Communautarisme Blanc: La Directrice de l’IGPN obligée de s’expliquer face à la pression communautariste(Le Monde à l’envers)

La polémique sur le rapport de l’Inspection générale de la police nationale (IGPN) au sujet de la mort de Steve Maia Caniço est telle que ses dirigeants sortent du silence pour justifier l’enquête administrative. La directrice du service, Brigitte Jullien, et le chef de l’unité de coordination des enquêtes, David Chantreux, ont défendu la synthèse de neuf pages, dans les colonnes de Libération,dimanche 4 août. Une mise au point qui intervient au lendemain de heurts entre des manifestants venus rendre hommage à Steve Maia Caniço, dans le centre de Nantes, et les forces de l’ordre présentes sur place.

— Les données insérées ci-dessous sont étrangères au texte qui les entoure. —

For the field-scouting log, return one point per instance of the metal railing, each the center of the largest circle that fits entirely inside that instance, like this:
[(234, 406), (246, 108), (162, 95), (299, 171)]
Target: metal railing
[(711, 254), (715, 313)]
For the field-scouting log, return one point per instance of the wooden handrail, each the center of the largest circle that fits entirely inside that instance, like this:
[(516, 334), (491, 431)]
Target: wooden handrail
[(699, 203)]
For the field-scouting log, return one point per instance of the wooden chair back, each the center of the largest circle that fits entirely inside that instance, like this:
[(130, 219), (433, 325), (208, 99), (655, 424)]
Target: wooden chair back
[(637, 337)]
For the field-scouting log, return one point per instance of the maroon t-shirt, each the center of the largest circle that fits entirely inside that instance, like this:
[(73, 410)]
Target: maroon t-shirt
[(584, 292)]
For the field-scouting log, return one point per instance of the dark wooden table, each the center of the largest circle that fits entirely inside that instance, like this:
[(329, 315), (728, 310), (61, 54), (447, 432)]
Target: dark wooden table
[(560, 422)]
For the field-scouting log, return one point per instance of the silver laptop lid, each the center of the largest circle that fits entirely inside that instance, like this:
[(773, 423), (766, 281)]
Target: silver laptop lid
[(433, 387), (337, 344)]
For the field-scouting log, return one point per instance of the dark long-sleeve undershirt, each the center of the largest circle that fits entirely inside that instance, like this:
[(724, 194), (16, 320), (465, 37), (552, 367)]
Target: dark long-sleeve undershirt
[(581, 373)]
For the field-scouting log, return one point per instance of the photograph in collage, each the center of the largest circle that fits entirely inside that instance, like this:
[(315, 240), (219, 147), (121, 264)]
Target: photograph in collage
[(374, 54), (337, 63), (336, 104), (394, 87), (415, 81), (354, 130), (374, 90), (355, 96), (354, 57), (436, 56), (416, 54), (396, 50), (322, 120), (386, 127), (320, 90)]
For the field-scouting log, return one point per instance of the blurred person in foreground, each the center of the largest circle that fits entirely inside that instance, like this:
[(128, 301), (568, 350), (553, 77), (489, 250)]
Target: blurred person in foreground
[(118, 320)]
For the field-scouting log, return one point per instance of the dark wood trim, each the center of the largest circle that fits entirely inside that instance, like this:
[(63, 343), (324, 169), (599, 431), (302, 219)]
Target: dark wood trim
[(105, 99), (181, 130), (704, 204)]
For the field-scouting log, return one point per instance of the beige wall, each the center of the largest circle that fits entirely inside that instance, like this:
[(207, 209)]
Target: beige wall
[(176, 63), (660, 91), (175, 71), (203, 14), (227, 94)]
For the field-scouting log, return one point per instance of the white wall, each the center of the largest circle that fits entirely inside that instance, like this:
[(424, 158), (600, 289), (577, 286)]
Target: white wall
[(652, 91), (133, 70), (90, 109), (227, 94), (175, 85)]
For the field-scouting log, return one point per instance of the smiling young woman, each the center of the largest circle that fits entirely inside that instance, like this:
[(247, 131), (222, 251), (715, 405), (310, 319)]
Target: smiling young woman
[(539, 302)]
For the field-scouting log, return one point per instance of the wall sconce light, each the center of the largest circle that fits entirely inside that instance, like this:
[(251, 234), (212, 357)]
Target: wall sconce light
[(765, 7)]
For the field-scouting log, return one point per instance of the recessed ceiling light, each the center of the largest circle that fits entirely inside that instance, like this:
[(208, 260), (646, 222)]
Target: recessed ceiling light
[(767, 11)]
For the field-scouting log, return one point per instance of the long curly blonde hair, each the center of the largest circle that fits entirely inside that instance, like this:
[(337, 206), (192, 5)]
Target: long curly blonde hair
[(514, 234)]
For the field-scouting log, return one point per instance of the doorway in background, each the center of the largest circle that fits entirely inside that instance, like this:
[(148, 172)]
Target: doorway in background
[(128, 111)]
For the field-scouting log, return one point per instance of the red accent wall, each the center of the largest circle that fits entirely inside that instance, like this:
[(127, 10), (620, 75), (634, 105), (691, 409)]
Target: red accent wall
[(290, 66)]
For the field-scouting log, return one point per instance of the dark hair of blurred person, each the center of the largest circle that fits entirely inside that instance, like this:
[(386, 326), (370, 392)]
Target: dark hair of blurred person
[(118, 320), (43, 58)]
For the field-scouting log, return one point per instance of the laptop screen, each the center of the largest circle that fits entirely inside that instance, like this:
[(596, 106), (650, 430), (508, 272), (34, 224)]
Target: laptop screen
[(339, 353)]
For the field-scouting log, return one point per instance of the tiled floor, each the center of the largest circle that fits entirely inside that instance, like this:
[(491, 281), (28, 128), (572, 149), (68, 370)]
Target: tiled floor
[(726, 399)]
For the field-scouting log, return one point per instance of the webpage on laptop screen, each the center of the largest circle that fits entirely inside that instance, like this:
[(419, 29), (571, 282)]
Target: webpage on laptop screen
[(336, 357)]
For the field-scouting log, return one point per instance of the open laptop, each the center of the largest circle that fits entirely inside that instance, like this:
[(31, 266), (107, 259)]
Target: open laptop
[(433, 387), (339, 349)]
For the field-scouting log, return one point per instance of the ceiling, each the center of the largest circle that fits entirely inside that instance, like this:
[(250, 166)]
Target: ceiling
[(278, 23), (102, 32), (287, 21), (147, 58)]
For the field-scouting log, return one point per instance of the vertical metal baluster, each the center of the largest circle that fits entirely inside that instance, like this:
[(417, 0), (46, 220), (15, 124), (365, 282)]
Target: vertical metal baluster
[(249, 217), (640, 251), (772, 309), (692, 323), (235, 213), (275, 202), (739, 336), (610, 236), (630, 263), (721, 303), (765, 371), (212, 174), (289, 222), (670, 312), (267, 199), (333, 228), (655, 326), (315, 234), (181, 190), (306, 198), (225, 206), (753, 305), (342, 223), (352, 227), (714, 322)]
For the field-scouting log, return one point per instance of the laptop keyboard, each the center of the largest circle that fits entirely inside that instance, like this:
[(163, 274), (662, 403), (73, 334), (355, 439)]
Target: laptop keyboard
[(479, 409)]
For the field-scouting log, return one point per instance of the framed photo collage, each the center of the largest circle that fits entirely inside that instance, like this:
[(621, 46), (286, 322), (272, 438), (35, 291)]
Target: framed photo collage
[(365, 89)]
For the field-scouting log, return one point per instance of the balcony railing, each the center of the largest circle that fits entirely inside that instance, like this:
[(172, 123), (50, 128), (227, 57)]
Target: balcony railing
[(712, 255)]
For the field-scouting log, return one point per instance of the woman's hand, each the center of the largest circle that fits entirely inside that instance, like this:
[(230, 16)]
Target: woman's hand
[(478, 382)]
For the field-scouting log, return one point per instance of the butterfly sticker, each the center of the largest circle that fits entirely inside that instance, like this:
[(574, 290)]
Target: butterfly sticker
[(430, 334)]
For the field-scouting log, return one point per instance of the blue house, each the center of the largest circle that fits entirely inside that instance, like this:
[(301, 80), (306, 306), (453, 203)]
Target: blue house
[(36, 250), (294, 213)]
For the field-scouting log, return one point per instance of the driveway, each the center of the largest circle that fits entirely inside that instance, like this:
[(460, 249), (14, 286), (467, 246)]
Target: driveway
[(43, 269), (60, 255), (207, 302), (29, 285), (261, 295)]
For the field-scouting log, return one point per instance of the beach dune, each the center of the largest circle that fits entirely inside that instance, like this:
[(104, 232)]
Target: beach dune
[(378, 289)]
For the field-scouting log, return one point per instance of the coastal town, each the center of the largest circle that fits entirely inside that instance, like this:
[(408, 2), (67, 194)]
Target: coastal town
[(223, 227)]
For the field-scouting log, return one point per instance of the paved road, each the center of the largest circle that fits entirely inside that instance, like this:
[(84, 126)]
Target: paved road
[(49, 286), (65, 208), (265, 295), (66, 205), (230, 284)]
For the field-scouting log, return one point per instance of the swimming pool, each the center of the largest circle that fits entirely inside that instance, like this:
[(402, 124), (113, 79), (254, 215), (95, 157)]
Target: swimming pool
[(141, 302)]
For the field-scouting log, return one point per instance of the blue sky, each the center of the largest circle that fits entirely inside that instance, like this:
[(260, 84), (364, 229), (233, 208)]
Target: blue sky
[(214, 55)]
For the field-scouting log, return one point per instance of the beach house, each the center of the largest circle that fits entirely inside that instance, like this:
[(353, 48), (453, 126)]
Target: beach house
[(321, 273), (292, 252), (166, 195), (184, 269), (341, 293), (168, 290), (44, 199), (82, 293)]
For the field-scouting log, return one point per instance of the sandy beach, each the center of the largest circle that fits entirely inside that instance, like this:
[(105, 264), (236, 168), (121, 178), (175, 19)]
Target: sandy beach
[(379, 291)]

« Nous n’avons jamais eu la volonté de blanchir qui que ce soit », a affirmé David Chantreux, qui rappelle que l’enquête administrative ne constitue pas « la fin de l’histoire ». Une procédure judiciaire a été ouverte par le procureur de Nantes, mardi 30 juillet, alors que l’enquête de l’IGPN est, elle, « prédisciplinaire », a expliqué Brigitte Jullien.

Lire notre reportage : Manifestations en mémoire de Steve Maia Caniço : « dans “gardien de la paix”, il y a paix, non ? »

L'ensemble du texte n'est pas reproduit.